Ai sensi dell’art. 2 della Legge n. 604/1966, il licenziamento irrogato al lavoratore deve avere forma scritta, a pena di inefficacia dello stesso.

Da tale previsione sono inevitabilmente derivati dubbi relativi alle modalità di trasmissione della comunicazione di licenziamento al lavoratore.

A chiarire tali dubbi è più volte intervenuta la giurisprudenza, la quale ha precisato che debbano ritenersi valide le modalità di comunicazione del licenziamento che comportino la trasmissione al destinatario del documento scritto nella sua materialità per avere, quindi, certezza che il lavoratore ne abbia avuto conoscenza e da quando.

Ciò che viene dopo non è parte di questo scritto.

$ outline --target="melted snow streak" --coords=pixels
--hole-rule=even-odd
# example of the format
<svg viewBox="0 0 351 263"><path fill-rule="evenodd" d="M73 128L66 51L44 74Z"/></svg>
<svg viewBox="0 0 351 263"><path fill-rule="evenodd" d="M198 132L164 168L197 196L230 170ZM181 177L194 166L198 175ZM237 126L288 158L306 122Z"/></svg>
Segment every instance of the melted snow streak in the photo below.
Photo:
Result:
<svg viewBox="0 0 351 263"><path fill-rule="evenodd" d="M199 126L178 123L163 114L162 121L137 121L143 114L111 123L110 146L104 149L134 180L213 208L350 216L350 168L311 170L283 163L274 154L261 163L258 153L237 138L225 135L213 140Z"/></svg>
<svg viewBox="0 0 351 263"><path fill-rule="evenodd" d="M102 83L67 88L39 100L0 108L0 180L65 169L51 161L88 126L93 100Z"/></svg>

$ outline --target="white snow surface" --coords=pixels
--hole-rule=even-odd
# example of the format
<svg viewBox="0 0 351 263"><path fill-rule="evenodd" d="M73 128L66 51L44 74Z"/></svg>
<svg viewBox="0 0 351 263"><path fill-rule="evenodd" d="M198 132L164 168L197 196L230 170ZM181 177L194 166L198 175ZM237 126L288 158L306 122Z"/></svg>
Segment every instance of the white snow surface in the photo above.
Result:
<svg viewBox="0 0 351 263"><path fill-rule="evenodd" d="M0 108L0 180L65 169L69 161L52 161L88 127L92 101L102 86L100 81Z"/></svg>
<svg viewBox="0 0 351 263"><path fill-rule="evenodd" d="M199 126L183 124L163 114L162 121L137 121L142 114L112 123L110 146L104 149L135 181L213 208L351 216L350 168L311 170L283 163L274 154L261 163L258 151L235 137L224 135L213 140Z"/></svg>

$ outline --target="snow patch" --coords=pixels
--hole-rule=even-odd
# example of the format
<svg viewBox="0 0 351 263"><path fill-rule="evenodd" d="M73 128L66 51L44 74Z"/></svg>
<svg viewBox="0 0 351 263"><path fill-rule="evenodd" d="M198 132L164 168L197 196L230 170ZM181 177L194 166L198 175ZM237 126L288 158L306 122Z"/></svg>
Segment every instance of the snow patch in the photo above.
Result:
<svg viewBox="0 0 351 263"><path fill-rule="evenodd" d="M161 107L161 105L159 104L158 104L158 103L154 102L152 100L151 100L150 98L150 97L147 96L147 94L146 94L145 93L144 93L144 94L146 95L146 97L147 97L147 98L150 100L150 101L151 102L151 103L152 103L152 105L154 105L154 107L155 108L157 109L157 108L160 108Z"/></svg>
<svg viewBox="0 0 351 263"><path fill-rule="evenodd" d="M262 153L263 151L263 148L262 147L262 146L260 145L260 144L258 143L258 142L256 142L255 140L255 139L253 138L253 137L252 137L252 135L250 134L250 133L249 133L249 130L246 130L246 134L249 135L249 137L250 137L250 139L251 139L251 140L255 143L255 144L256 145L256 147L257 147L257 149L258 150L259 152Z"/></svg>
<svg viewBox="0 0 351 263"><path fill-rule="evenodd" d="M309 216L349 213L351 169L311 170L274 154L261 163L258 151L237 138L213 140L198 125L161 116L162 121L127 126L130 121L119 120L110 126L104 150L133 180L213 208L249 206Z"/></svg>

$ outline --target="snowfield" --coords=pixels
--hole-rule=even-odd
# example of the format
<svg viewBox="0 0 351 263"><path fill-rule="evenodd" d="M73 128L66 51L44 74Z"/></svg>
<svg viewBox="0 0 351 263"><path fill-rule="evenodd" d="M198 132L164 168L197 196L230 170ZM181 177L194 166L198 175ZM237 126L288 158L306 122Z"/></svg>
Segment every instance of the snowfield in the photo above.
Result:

Ora, in considerazione dello smodato utilizzo di applicazioni come Whatsapp, nell’ormai normale vivere quotidiano, non sorprende che al vaglio della giurisprudenza sia arrivata la questione relativa all’efficacia di un licenziamento comunicato, tra le altre modalità, a mezzo chat di Whatsapp. 

Sommario 

  1. I messaggi Whatsapp come documento informatico. 
  2. Il licenziamento intimato tramite SMS
  3. Licenziamento intimato tramite Whatsapp: la pronuncia del Tribunale di Catania, Sezione Lavoro, del 27.06.2017
  1. I messaggi Whatsapp come documento informatico

Secondo un’ormai consolidata giurisprudenza di legittimità, se – da un lato – l’art. 2 della Legge n. 604/1966 prescrive che il licenziamento venga irrogato al lavoratore in forma scritta – dall’altro lato – non sussiste “per il datore di lavoro alcun onere di adoperare formule sacramentali”, “potendo la volontà di licenziare essere comunicata al lavoratore anche in forma indiretta, purché chiara” (così, ex multis, Cass., civ. sez. lav., sentenza n. 6447/2009, v. anche sentenza n. 17652/2007).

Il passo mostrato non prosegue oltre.